The strength of this bond with her brother, shared with her surviving brother Claude, was born out of a difficult childhood that the three siblings endured by virtue of love and mutual support. As is often the case, it was loss that forged their bond. The children’s mother, Catherine, died before they had reached their teens. Their father soon remarried. Step-mother Edith was a strict Salvation Army devotee and quickly established a harsh and alienating regime for the children from which their ineffective father failed to protect them. This drew them even closer together, with elder brother Claude assuming the role of protector to Ernie and Annie-Laurie, a role he was to never relinquish. He and my grandmother remained very close throughout their lives and as such Uncle Claude would often be at the dining table with us on those Sundays, enhancing the atmosphere with his warmth and love.
It was not unusual on these occasions for my grandmother to re-tell the story of Uncle Ernie’s misadventure to the Western Front. In the telling, her grief was always palpable. She described how young Ernie, brimming with the enthusiasm of adventure and invincibility, had lied about his age and enlisted in the AIF at 15 and, as a stretcher-bearer, had tragically died only eight months later at Flers in France. Her story always left a strong impression on my young imagination as she expressed great pride in her young brother’s daring and courage mixed with the bitterness of the loss she still felt all these years later. In adulthood, I came to realise that Uncle Ernie’s story defined an important part of our family’s identity, that our family was, like 61,516 other Australian families during World War One, contributors of the ultimate gift to the nation.

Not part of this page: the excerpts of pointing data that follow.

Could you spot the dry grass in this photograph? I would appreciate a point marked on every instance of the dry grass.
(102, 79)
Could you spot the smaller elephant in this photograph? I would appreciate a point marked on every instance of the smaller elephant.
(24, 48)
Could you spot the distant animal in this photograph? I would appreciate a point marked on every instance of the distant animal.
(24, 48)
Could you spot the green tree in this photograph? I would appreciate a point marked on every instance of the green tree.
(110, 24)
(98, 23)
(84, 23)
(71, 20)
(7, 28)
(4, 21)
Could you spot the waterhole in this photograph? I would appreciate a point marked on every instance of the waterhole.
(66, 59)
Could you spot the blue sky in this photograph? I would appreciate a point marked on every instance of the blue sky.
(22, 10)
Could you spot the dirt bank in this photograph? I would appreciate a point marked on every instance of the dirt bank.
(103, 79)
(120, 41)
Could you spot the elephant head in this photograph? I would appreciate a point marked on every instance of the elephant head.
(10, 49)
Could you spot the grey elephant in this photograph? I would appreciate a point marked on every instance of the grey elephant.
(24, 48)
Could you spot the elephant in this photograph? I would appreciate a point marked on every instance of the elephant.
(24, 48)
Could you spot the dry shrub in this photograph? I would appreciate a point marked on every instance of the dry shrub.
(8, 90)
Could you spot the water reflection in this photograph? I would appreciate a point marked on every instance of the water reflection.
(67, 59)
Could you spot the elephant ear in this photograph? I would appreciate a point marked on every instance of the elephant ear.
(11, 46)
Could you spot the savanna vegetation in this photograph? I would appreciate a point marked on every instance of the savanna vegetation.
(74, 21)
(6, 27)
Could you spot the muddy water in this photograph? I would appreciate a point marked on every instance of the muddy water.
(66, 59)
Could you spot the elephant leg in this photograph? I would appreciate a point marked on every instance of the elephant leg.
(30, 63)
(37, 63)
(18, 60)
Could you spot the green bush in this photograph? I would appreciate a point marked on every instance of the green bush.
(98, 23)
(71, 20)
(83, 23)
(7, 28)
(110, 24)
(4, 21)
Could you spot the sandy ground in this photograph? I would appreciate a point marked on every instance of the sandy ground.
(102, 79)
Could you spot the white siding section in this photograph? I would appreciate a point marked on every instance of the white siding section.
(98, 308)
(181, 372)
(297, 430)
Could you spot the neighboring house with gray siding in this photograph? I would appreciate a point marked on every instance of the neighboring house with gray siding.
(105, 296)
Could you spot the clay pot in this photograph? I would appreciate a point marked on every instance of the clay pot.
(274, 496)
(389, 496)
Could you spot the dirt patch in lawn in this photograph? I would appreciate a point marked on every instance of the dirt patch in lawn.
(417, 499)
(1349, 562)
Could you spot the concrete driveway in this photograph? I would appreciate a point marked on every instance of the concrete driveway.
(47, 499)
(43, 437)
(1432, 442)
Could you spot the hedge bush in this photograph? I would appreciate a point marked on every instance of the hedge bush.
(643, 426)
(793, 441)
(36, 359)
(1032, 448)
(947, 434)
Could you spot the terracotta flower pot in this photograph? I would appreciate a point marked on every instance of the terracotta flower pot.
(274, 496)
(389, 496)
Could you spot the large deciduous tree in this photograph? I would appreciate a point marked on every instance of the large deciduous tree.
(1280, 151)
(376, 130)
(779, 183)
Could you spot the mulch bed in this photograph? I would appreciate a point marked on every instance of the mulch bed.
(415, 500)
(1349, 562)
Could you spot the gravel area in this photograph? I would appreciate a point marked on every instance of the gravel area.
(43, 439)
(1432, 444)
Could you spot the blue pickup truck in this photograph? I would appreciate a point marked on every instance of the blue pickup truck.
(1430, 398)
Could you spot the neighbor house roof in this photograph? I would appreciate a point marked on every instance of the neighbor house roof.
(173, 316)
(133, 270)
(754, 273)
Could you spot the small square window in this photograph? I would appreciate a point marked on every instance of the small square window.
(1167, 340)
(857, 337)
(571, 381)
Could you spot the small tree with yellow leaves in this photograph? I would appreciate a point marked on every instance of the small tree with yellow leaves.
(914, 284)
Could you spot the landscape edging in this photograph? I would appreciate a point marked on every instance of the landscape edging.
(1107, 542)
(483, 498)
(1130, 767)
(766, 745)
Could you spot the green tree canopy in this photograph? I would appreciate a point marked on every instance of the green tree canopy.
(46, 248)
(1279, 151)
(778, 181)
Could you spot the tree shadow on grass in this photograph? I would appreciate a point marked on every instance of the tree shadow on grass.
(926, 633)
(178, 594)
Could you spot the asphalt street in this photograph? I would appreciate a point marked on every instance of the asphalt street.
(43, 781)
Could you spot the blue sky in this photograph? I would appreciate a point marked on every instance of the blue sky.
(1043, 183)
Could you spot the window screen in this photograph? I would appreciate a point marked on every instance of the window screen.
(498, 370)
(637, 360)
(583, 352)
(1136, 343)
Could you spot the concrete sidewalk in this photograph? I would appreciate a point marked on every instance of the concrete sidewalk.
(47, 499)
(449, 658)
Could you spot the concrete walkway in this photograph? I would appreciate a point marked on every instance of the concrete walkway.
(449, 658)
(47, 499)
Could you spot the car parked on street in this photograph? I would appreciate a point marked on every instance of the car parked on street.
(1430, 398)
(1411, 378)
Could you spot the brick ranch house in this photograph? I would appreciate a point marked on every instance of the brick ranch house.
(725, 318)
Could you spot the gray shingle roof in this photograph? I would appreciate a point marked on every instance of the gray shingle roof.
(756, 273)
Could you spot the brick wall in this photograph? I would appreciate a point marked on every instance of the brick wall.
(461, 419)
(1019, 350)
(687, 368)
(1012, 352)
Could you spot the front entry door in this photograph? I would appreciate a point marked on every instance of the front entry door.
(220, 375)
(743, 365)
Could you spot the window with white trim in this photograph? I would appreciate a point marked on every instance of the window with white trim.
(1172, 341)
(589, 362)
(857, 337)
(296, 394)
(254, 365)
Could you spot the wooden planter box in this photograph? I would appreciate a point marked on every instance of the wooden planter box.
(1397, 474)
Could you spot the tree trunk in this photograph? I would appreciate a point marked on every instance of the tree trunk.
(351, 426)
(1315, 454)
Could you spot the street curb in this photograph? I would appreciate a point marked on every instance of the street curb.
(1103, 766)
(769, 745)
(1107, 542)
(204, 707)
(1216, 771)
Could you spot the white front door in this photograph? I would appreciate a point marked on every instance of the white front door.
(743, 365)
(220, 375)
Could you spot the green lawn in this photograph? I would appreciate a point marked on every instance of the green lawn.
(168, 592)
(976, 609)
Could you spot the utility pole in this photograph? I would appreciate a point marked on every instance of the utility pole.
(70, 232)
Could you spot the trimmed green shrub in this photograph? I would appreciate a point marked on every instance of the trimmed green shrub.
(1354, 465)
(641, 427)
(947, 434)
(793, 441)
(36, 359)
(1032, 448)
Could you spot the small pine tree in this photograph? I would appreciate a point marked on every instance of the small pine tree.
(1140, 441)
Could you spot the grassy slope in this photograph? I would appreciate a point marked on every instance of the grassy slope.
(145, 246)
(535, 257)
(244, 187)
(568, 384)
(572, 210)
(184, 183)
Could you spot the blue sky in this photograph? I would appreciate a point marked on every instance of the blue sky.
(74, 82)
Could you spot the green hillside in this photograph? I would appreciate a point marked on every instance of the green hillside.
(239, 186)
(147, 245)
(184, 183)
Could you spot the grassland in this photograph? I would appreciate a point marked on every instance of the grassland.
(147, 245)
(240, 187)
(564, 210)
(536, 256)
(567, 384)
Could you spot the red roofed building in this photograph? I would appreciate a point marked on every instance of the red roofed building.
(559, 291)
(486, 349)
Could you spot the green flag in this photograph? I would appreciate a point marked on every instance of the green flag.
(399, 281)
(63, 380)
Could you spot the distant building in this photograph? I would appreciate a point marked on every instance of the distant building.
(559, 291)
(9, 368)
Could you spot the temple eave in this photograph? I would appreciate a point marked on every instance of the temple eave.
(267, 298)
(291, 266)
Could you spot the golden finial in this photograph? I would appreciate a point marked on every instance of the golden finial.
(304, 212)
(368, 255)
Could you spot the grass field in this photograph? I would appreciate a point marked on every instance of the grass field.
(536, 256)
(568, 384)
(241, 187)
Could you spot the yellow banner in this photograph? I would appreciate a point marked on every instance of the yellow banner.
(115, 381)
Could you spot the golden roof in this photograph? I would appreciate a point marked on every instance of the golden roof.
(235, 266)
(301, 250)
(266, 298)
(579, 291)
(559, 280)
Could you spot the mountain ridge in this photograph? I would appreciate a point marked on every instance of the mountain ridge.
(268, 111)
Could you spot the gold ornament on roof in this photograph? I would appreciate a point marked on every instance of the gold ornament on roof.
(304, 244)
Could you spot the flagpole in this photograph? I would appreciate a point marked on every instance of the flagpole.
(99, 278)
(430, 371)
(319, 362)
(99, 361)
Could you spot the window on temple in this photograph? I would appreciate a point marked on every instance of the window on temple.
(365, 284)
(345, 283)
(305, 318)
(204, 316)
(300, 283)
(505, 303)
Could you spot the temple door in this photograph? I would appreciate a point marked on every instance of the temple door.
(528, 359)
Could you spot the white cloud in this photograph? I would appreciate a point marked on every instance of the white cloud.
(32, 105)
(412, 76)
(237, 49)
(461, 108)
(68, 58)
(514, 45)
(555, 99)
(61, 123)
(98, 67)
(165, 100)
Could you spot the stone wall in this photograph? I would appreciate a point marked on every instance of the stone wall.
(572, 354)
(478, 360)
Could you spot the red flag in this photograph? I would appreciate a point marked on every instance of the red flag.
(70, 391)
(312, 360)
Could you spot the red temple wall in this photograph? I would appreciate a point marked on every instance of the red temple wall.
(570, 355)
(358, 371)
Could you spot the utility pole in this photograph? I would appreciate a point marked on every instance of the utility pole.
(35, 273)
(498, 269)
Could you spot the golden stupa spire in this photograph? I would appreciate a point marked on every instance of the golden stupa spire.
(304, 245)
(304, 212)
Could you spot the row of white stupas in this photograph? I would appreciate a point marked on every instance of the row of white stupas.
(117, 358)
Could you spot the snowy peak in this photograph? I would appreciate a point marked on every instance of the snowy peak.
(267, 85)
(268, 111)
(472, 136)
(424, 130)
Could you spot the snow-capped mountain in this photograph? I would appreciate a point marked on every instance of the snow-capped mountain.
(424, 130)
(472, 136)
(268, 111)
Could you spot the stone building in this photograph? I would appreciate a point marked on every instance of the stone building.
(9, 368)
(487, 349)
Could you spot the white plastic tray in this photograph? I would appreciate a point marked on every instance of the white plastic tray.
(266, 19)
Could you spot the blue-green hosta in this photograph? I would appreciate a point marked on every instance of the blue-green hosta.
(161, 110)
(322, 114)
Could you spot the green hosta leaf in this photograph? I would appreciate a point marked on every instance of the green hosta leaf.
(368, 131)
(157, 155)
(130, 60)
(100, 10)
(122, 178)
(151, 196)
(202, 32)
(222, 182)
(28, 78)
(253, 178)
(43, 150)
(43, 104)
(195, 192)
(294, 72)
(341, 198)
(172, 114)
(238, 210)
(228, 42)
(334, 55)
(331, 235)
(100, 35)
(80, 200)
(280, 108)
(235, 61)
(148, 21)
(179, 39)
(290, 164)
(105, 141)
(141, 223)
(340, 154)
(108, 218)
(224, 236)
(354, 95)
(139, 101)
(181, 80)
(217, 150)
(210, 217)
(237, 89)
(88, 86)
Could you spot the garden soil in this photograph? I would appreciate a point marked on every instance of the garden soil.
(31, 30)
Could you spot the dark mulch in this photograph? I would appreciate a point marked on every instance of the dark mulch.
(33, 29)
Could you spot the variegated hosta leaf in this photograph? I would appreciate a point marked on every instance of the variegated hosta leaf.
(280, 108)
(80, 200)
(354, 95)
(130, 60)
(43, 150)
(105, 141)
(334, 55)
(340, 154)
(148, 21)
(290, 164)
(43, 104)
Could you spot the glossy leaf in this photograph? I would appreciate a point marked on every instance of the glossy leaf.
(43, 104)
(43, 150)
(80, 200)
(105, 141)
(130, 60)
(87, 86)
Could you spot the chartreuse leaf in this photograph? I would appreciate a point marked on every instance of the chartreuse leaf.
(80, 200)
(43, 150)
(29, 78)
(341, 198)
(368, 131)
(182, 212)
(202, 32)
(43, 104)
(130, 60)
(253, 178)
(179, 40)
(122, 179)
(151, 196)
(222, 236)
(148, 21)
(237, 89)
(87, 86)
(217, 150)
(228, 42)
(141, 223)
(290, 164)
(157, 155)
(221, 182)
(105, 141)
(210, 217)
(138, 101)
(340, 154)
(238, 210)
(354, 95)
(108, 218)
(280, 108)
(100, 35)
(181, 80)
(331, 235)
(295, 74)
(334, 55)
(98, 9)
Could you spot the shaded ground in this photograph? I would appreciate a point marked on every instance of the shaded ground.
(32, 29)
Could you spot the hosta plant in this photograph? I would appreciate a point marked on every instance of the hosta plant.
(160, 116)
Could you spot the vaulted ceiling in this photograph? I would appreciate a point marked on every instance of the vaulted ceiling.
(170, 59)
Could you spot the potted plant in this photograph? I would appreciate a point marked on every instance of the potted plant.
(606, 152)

My grandmother possessed a letter which was written by Uncle Ernie to her when he was in Egypt. I believe it to be the last letter he wrote. It was written on very fine white paper. He told her of the heat in Egypt and of his boredom waiting around with little to do. He said how he looked forward to leaving Egypt and being part of the action. He also related that he had visited a market and bought some trinkets for my grandmother. He told that he had sent these to her. He signed off that he loved her, his dear Laurie.
The quiet presence of Uncle Ernie’s story in my family’s life was much enlivened in April this year when out of the blue I was put in contact with Victor [Gordon]. We had a wonderful conversation as he told me of the genesis of the MEMORATE.COM.AU installation at the Orange Regional Gallery, and the central role that Uncle Ernie had been given as the exemplar of the Australian WW1 boy soldier. When he extended an invitation to me to attend the opening I felt at once privileged and humbled to be representing my family at such an unexpected honouring of my great uncle.
In the following days I wondered what the young Ernie would have thought of being remembered in such a meaningful way by the city of his birth. I thought, with some sadness and regret, of my grandmother Annie-Laurie, of Uncle Claude and my mother Gwenda, that they could not see this very public acknowledgement of the sacrifice that Ernie and ultimately they made.
Standing before Victor’s truly beautiful portrait of Ernie was so moving. Victor had captured his youth, his naivety, his optimism and the larrikin glint in his eye. He had brought this ordinary boy, a stretcher-bearer, my great uncle, to life again. Along with my reflections on my family’s history, MEMORATE’s powerful and incisive vision has caused me and no doubt many others, to contemplate the bleak industry of war. I am sure it will be an enduring and valuable endowment.